Rick had been checking our perimeter, his eyes traveling but his head unmoving. Satisfied we were unobserved, he withdrew his hand from his jacket with an odd, dull, crinkling sound. He was holding a gallon-sized plastic zipped bag, the air smoothed out, a wad of cloth inside. A pillowcase. Rick had stolen Sonya Tolliver’s pillowcase. “Get a good whiff,” he instructed Occam.
The werecat took the bag, hitched his hip against the truck as if to get comfy, opened the bag, and ducked his head to it. “Hooo,” he said, making a face. “Musky. That’s pungent.” He passed it to me.
I stuck my nose in, expecting to get an awful scent as part of the boys’ “Here, this stinks—you smell!” game. I caught a hint of body odor and something a little like pond water. I thought back to the house and the grounds. There had been fishing equipment and the kayak behind the shed. “I smell river water. The river is close enough that the scent shouldn’t count. There’s nothing here that reminds me of the assassin.”
“Your nose ain’t any better than a human’s, Nell, sugar.”
I shrugged and passed the zip bag back.
Rick said to Occam, “If you get a chance to read the senator’s house, I want you to sniff around.
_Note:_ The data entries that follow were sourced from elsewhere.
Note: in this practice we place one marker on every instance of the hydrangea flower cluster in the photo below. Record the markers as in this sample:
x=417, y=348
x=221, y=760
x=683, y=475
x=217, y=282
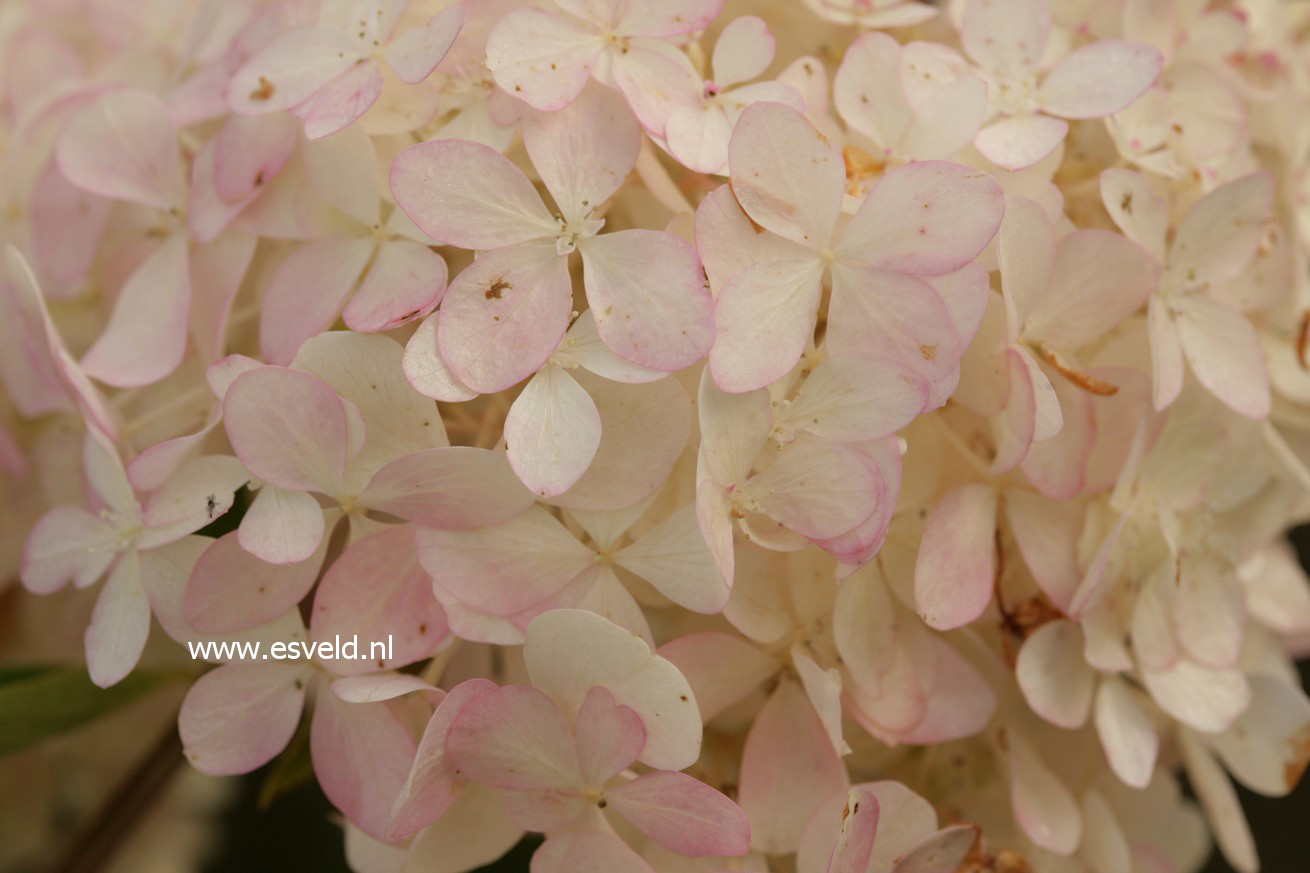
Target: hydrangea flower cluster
x=846, y=437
In case there are paras passing as human living there too.”
“Yeah, that’s gonna go over real good with the Secret Service. ‘Hey, you, Texas boy werecat,’” Occam said in a passable nasal Jersey accent. “‘What da hell you doin’ sniffin’ da senator’s laundry?’”
Rick didn’t laugh. “Don’t get caught. Nell’s right. If Sonya really is a paranormal, and still in the closet, then we might have an intra-or interspecies war brewing. The senator is working for pro-paranormal legislation. We need to keep him safe. And if someone in his family is paranormal and he knew it and didn’t reveal it to the Senate Ethics Committee—”
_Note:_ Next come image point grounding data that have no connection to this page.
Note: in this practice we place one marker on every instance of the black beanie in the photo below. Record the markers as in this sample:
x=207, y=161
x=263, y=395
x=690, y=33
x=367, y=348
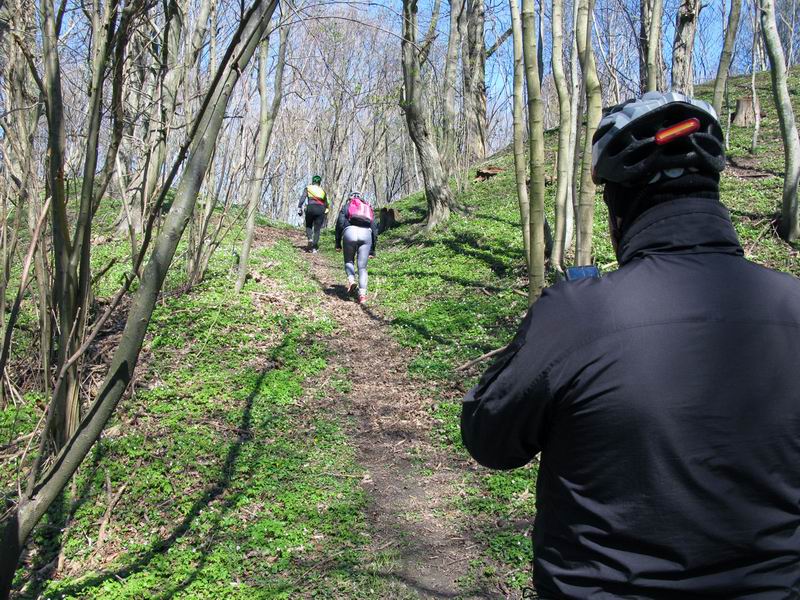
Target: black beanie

“He could lose his position, which would hurt paranormals everywhere. It’s to our benefit to keep him alive and healthy. Got it, boss.” Occam winked at me and walked away.
I looked back and forth between the two werecats, absorbing the possible ramifications of the senator’s family having a paranormal. In the middle of an internal or external war. Or launching a war. Or . . . Or I was too tired to think. I turned on the truck and the heater, and went home. Somehow I made it home alive, which meant Mama musta been praying for me because I’m sure I slept the whole way.
? ? ?
It was three p.m. when I woke to the sound of banging. I half fell out of bed, grabbed my shotgun, and stumbled to the front of the house, where I spotted Mud through the window, on the front porch, no coat, arms crossed over her chest, and three cats weaving around her legs. I put the gun away, located my service weapon hanging in its holster and shoulder rig on a kitchen chair, to make sure they were secure, and opened the door. The cats ran in, silent, twitchy, irritated. I’d left them out all day. “Mud?”
“You’uns need a dog.”
“A dog,” I said, feeling as if I’d missed something.